If you want to keep your fogs on when switching to high beams it can be done. If your willing to take on the task, I can send you the schematics. Just note some states its illegl to have highbeams and fogs on at the same time.


MikeTheDiabetic said:


> I put 10000k hids in my fogs light and i love them. the install is just as easy as switching out normal bulbs. whole process took about 15 min. i would go with the white/blue hids cause i think they look amazing but have seen the yellows as well and they look good. just go with the yellow hids and you wont be disapointed.


I would like to see what yellow HID's in fogs look like on mine. I have the Headlight yellow protectant on mine.


----------



## FastFrank (Jun 12, 2009)

GM4life said:


> If you want to keep your fogs on when switching to high beams it can be done. If your willing to take on the task, I can send you the schematics. Just note some states its illegl to have highbeams and fogs on at the same time.


Sure, I'd be interested in seeing what needs to be done to rewire the fogs. Please send the schematics you are talking about.

Do you happen to know the reason why they would make it illegal to have fogs and high beams on together? I've always wondered this, since I would like to have as much light as possible on the rural roads I drive on around here.


----------



## GM4life (Mar 18, 2007)

FastFrank said:


> Sure, I'd be interested in seeing what needs to be done to rewire the fogs. Please send the schematics you are talking about.
> 
> Do you happen to know the reason why they would make it illegal to have fogs and high beams on together? I've always wondered this, since I would like to have as much light as possible on the rural roads I drive on around here.










I glanced at the schamatic and it looks like all you have to do is remove the fog canx relay and jumper. 
I don't know why you can't have the fogs and highs on at the same time.


----------



## AlaGreyGoat (Jul 6, 2006)

I've read somewhere that DOT only allows 2 pair of
high output lights on at once. Since the low and highs
are both lit on high, the fogs would be a third pair.

Larry


----------



## FastFrank (Jun 12, 2009)

GM4life said:


> View attachment 7329
> 
> I glanced at the schamatic and it looks like all you have to do is remove the fog canx relay and jumper.
> I don't know why you can't have the fogs and highs on at the same time.

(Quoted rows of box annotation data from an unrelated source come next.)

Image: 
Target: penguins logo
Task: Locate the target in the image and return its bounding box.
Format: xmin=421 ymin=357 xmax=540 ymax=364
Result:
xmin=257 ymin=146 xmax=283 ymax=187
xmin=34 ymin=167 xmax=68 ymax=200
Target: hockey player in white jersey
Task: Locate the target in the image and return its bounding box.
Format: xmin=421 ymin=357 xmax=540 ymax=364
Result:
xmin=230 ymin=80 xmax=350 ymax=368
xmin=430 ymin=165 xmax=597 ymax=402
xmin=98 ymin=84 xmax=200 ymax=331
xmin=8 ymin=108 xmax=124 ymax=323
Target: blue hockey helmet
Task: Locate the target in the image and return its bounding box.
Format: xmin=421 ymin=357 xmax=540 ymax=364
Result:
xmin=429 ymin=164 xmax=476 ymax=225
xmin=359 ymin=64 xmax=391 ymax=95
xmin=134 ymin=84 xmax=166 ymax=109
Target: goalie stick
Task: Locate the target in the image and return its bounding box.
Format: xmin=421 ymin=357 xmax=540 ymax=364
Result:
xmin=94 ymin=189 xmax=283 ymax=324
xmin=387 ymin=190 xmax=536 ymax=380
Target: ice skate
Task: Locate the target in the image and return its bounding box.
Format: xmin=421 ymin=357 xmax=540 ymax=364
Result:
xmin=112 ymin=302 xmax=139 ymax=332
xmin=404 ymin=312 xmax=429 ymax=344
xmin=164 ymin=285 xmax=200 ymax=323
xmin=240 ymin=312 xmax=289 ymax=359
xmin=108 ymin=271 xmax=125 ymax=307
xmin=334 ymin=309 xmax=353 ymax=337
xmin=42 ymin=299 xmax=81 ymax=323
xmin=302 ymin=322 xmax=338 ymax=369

You're saying to remove the fog lamp cancel relay and jumper pins 3 and 4 on that socket?



AlaGreyGoat said:


> I've read somewhere that DOT only allows 2 pair of
> high output lights on at once. Since the low and highs
> are both lit on high, the fogs would be a third pair.
> 
> Larry


That at least makes some sense. People forget to dim their lights, and three sets of high output lights would be pretty bright. I'd still like to try this out just to see how well it would light up the night.


----------



## GM4life (Mar 18, 2007)

Yes, I'm sure sockets 3 & 4 need to be jumped.


----------



## jpalamar (Jul 22, 2008)

Gonna try this tonight just for kicks.


----------



## FastFrank (Jun 12, 2009)

jpalamar said:


> Gonna try this tonight just for kicks.


So how did this turn out for you?

I haven't tried it yet. Call me chicken, or lazy.


----------